The Milwaukee Bucks guard, Jennings was also fined $7,500 by the NBA once for using his Twitter whilst in the locker-room after a Bucks away fixture.

Another example came in mid-July, when the Miami Heat’s LeBron James joined the Twitter revolution, and in four short months, has amassed over a million followers. Lebron’s page has come under scrutiny as well – with James re-tweeting all of his hate messages, once he joined the Heat from the Cleveland Cavaliers in the off-season.

“You’re always going to have people who love you and who hate you,” James said, commenting on the aforementioned hate Tweets. “I have enough motivation but I can always use a little more.”

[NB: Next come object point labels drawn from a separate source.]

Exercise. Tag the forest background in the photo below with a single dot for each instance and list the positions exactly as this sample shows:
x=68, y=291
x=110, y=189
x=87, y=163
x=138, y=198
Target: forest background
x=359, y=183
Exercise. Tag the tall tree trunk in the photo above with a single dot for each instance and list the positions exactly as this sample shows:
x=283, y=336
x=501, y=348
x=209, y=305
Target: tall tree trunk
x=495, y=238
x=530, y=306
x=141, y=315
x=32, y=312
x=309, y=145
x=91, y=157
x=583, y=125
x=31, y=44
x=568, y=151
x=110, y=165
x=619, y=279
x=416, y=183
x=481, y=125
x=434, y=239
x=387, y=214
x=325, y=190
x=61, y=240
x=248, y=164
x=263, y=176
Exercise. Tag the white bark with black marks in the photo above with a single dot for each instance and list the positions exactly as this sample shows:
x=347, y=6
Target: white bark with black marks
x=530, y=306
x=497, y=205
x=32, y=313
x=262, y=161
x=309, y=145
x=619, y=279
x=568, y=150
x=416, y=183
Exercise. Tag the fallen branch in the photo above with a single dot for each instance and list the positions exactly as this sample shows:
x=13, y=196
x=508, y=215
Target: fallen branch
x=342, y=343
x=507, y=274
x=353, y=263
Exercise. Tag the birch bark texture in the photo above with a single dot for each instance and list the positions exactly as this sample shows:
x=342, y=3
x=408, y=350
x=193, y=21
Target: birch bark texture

LeBron announced his move from Cleveland to Miami on national television, by saying: “in this fall I’m going to take my talents to South Beach and join the Miami Heat.” A move that was widely criticized, despite pulling down massive TV ratings, James’ move caused a massive stir.

After Miami suffered a home loss to the Boston Celtics earlier in the month (November), Paul Pierce poked fun at LeBron’s television statement by Tweeting: “It’s been a pleasure to bring my talents to south beach now on to Memphis.” Which brought a ton of media interest; Celtics head coach, Doc Rivers was reported to of been disappointed by Pierce’s actions. Pierce, himself denies typing those comments, claiming his Twitter account was ‘hacked.’

So now it has become apparent that NBA players have to take extra care and think about what they say next. Because something so small can lead to negative exposure the next day.